I still feel the influence of these teaching of faith, and I face daily the temptation to believe things based on how I feel at the moment. That can be maddening at times, since I have some crazy mood swings. There are days when I am energized and want to take on the world, and there are other days when the world is black and I wish I could just sleep and never wake up. Of course, I have never actually tried to prevent myself from waking up, because I always have Reason to tell me that I am in a depressed state and the world will look brighter tomorrow. Reason is the beam of light at the end of the tunnel.

My decision making is still largely based on how I feel in the moment. My tendency is to gather information and analyze up to a certain point, then I get overwhelmed by the information and the work and end up just deciding based on how I feel. This method has actually served me well in many decisions. It saves time and effort. In some cases though, I need more information, and more analysis. Should I change careers? Would I be happier and more satisfied doing something else? What about going back to college? I’ve found this in my professional life too…making assumptions about what feels reasonable can come back and bite you later. It HAS come back and bit me.

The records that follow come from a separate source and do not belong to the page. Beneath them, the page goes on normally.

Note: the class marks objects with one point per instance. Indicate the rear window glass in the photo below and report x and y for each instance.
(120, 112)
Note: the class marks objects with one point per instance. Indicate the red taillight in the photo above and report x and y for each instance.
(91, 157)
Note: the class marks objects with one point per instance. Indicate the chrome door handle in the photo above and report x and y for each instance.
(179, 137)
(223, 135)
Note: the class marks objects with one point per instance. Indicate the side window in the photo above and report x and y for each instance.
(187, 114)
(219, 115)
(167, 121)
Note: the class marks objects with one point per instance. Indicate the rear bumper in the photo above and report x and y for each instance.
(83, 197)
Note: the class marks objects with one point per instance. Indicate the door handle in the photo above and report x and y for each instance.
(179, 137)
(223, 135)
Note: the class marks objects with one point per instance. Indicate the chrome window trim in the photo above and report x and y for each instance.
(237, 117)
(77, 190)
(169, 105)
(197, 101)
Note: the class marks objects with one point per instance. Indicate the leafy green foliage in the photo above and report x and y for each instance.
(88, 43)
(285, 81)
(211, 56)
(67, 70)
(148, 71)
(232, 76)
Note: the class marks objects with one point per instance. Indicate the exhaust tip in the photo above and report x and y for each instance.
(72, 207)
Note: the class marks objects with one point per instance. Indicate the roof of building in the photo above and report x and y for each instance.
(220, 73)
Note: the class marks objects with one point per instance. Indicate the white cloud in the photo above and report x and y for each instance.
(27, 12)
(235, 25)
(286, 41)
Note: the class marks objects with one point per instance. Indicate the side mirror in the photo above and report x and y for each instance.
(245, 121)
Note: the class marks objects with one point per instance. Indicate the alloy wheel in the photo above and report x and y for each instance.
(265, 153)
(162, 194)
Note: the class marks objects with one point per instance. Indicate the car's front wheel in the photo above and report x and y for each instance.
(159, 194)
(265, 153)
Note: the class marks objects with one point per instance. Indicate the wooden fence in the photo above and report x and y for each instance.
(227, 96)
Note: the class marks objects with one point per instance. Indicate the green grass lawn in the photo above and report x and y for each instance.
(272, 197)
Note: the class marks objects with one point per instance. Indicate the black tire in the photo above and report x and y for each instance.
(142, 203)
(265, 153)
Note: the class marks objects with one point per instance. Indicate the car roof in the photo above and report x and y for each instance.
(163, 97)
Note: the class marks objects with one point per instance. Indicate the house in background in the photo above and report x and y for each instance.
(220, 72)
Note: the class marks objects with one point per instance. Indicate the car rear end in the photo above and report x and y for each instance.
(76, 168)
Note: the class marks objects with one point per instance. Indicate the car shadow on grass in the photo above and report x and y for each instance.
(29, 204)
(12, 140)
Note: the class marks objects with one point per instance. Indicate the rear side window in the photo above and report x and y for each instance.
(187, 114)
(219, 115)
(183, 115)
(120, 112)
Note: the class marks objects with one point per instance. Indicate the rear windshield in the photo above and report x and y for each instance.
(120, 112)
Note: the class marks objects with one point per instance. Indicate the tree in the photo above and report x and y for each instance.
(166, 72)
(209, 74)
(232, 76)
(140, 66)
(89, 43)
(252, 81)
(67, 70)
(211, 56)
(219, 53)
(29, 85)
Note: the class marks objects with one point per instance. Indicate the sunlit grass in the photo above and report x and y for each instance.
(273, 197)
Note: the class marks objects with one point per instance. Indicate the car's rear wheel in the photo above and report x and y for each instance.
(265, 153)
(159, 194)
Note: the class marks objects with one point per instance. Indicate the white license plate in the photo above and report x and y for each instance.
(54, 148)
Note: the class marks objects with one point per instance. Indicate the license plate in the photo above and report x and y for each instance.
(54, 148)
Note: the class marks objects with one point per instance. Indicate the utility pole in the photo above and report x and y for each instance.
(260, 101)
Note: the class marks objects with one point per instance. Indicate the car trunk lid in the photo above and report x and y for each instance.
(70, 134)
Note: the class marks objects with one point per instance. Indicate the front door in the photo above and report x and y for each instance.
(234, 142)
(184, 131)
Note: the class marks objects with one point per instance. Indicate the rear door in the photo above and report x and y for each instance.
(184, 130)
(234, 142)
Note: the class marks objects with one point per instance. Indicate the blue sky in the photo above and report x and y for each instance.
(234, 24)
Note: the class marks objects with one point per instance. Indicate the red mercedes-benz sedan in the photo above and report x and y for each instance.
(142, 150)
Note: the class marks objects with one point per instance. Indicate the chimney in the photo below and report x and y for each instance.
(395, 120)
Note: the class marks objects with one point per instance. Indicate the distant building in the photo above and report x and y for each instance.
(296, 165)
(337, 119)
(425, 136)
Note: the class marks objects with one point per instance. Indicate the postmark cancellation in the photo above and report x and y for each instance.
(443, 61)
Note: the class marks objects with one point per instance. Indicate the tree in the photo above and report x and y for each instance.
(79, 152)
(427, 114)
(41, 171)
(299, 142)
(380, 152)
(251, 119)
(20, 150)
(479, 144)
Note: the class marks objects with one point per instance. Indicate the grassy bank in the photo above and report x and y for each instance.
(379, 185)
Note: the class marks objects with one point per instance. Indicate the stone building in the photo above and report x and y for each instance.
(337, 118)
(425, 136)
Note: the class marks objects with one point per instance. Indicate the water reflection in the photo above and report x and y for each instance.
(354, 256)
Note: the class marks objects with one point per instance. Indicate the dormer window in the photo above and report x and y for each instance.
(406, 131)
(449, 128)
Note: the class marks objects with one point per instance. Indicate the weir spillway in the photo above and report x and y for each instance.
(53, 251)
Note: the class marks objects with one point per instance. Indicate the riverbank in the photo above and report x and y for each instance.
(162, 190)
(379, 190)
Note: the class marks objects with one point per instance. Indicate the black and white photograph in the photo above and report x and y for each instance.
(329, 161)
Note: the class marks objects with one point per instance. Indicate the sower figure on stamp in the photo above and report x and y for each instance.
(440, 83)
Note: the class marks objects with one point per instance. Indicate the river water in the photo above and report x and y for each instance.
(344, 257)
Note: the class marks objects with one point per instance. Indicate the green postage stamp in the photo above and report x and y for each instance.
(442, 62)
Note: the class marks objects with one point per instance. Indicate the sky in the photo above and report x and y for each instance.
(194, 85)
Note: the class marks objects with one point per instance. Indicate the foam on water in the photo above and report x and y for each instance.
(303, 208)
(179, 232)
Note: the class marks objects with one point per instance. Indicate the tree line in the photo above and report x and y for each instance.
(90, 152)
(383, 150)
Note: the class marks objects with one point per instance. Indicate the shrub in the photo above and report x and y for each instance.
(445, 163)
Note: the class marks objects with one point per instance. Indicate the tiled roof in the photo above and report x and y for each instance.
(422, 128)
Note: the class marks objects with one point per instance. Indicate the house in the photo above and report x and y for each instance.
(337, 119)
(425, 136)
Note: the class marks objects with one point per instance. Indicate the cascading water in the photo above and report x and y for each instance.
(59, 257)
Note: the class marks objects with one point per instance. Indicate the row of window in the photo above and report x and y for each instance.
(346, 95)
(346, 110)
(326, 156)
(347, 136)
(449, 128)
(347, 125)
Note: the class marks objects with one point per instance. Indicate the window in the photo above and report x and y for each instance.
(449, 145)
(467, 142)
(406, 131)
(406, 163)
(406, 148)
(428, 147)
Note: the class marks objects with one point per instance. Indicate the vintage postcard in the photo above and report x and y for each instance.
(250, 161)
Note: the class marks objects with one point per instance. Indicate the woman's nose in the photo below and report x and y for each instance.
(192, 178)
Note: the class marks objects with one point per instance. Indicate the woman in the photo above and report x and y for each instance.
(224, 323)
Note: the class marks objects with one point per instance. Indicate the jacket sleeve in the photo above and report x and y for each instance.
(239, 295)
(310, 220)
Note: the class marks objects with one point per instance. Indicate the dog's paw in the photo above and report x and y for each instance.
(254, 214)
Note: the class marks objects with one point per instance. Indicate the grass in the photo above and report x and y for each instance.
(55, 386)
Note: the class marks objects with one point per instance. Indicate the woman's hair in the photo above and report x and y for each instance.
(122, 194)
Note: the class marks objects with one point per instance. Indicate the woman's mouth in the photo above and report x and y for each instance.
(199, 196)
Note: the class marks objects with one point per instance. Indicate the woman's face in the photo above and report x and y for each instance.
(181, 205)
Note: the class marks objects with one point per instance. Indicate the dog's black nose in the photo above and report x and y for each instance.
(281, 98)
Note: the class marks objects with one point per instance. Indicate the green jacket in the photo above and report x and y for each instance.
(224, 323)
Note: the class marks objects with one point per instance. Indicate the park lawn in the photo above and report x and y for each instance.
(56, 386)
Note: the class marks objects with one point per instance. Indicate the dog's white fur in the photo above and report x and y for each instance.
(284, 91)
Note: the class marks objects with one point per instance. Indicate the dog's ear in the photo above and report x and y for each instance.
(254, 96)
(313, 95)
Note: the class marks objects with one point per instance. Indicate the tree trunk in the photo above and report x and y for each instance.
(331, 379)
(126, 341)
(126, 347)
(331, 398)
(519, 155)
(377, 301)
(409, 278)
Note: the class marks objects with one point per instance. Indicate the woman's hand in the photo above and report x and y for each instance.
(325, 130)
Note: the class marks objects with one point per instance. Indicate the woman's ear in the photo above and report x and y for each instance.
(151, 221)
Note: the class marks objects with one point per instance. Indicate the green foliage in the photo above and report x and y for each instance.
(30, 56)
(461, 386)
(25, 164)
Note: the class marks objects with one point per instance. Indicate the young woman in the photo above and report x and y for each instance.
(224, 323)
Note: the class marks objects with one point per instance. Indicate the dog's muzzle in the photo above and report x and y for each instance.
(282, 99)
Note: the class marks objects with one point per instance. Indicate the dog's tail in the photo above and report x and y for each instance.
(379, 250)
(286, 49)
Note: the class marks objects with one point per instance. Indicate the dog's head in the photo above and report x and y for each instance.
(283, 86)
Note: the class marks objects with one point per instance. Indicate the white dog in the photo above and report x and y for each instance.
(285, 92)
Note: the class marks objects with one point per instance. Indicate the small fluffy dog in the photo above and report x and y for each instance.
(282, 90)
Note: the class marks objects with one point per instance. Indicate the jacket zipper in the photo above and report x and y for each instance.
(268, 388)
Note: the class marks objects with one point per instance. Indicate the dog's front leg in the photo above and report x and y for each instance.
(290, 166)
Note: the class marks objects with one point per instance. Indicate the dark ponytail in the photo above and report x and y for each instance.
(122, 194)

To me, living the life of Reason means more than merely rejecting superstition. That is now the easy part, second nature (though it was not easy at first!). It’s time to move on now, and keep applying Reason to all my other beliefs. Beliefs about myself. About politics, environmentalism, finances, everything. About morality, ethics, human rights, feminism, daily living. Assume nothing. Question everything.

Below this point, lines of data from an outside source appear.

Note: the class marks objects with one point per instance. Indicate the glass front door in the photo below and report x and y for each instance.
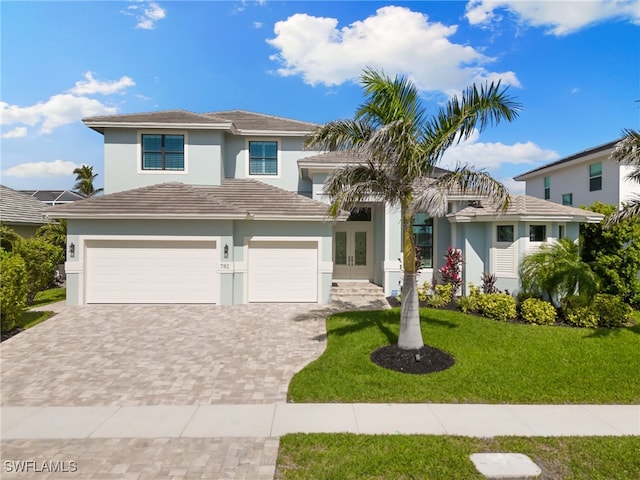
(352, 251)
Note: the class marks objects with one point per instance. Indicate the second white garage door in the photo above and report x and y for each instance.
(151, 272)
(283, 272)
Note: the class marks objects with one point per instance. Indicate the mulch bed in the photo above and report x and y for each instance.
(425, 360)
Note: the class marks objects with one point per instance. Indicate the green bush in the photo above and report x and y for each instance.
(41, 259)
(13, 289)
(499, 306)
(581, 317)
(442, 296)
(537, 311)
(612, 312)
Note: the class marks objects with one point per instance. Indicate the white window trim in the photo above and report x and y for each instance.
(278, 160)
(142, 171)
(495, 245)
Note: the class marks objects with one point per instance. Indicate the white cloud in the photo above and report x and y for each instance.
(146, 13)
(17, 132)
(65, 108)
(92, 86)
(57, 168)
(492, 156)
(559, 17)
(395, 39)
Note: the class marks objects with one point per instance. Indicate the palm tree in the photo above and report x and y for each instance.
(400, 147)
(84, 181)
(627, 152)
(556, 272)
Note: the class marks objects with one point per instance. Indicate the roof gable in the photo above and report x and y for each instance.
(20, 208)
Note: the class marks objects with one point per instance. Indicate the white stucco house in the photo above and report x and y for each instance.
(228, 208)
(582, 179)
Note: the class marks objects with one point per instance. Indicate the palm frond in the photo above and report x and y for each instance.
(389, 100)
(476, 109)
(431, 197)
(340, 135)
(627, 150)
(353, 184)
(629, 211)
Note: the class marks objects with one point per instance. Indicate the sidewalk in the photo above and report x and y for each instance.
(276, 419)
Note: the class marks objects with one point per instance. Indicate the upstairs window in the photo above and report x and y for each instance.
(537, 233)
(423, 237)
(595, 177)
(505, 234)
(263, 158)
(162, 152)
(547, 188)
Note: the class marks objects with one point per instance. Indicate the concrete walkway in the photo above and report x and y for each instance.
(274, 420)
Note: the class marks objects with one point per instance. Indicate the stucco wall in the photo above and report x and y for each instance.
(122, 160)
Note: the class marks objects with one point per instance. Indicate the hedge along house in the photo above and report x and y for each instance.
(228, 208)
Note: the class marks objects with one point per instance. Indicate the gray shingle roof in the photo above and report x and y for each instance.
(234, 199)
(20, 208)
(244, 120)
(54, 196)
(584, 153)
(526, 206)
(238, 120)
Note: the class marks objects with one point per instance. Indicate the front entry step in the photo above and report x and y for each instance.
(360, 295)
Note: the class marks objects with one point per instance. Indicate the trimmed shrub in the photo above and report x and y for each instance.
(612, 312)
(581, 317)
(498, 306)
(41, 260)
(442, 296)
(537, 311)
(13, 289)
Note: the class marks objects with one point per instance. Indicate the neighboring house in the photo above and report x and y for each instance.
(21, 212)
(582, 179)
(55, 197)
(227, 207)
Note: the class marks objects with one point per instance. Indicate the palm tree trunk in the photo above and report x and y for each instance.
(410, 337)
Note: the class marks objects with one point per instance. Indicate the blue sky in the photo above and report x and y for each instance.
(574, 66)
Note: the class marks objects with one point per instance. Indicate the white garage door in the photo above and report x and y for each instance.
(151, 272)
(283, 272)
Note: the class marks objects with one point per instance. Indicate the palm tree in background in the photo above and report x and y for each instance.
(627, 152)
(400, 147)
(84, 181)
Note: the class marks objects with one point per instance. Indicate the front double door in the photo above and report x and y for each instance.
(352, 251)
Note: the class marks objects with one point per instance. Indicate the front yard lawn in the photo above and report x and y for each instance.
(496, 362)
(348, 456)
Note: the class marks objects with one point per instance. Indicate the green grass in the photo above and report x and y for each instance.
(31, 319)
(46, 297)
(348, 456)
(496, 362)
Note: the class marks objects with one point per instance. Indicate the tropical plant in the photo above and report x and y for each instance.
(13, 289)
(627, 152)
(54, 232)
(84, 181)
(557, 271)
(613, 253)
(399, 148)
(41, 259)
(451, 272)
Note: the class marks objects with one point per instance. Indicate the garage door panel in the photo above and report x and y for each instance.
(152, 272)
(283, 272)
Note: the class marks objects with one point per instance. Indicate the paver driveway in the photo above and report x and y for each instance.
(123, 355)
(161, 355)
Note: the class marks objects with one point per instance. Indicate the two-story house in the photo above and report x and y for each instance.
(582, 179)
(228, 207)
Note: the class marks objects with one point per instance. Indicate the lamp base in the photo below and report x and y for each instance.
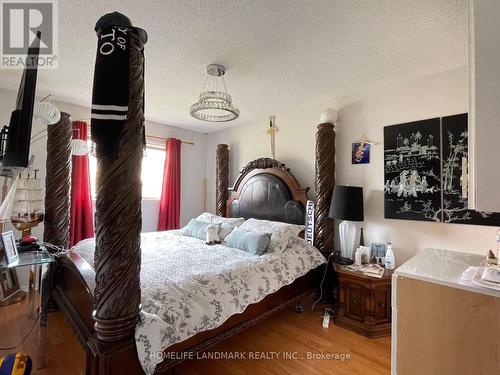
(347, 232)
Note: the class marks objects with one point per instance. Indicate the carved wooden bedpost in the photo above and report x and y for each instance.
(58, 182)
(118, 209)
(324, 183)
(222, 178)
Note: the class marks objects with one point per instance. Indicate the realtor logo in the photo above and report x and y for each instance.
(21, 20)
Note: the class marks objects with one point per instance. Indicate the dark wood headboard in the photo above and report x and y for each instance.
(266, 189)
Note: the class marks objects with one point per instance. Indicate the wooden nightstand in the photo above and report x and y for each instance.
(364, 302)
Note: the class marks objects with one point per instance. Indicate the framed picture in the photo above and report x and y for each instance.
(360, 153)
(9, 284)
(9, 247)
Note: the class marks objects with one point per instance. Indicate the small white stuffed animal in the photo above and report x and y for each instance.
(212, 232)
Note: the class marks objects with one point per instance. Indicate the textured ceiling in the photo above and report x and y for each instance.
(279, 53)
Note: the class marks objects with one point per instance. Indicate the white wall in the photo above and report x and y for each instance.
(433, 96)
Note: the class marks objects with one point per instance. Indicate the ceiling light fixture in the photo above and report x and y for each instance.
(214, 104)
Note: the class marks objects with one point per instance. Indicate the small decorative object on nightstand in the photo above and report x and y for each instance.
(364, 302)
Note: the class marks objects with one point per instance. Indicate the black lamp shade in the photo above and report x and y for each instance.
(347, 203)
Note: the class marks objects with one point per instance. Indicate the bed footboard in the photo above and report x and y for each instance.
(73, 293)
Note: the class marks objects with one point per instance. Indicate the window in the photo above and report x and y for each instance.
(151, 175)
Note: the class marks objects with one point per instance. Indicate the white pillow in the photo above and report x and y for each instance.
(227, 223)
(281, 232)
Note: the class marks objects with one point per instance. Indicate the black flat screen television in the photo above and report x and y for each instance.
(17, 145)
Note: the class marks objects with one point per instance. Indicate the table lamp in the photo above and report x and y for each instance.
(347, 205)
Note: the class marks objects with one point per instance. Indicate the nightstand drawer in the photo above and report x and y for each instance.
(364, 303)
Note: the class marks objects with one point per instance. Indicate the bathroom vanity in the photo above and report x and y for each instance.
(441, 325)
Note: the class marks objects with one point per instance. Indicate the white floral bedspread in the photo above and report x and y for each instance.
(188, 287)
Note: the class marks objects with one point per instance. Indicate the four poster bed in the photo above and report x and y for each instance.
(98, 284)
(265, 189)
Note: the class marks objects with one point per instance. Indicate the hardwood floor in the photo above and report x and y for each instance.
(55, 350)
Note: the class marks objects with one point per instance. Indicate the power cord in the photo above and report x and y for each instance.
(332, 312)
(25, 337)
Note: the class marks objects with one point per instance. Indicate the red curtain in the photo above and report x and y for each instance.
(170, 202)
(81, 220)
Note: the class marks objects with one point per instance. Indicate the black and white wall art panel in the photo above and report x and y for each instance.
(412, 171)
(425, 172)
(455, 154)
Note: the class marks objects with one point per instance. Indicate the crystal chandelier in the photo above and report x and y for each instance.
(214, 104)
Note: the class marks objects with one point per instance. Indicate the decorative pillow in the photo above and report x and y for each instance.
(212, 234)
(280, 232)
(16, 364)
(196, 229)
(248, 240)
(227, 223)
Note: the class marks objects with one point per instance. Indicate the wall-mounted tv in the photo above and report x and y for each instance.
(17, 136)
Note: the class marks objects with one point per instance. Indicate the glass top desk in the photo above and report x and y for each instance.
(35, 260)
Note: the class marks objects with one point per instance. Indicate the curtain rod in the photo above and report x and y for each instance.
(148, 136)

So, as part of my New Year reflections, I am pondering what it means to live the Life of Reason.

What it means:

  • Pausing to think though my actions, rather than just being compelled by the feeling of the moment.
  • Riding out mood swings with a sense of sanity.
  • Being more in control of myself.
  • Pausing to question and check up on claims before believing them and sharing them on Facebook.
  • Always learning more.
  • Having the courage to scratch the surface of my core beliefs without fear of falling into a void (or going to hell, whether in the metaphorical or literal sense).

What it does not mean:

  • Requiring absolute certainty before making a decision. That way leads to paralysis.
  • Rejecting emotion. Emotion is important, and necessary for decision making. Logic is important, but without emotion and compelling reasons to act it is blind and lame.
  • Being an insufferable know-it-all.

I’ll probably think of more things that living the life of Reason means over the next few days, but this is a start.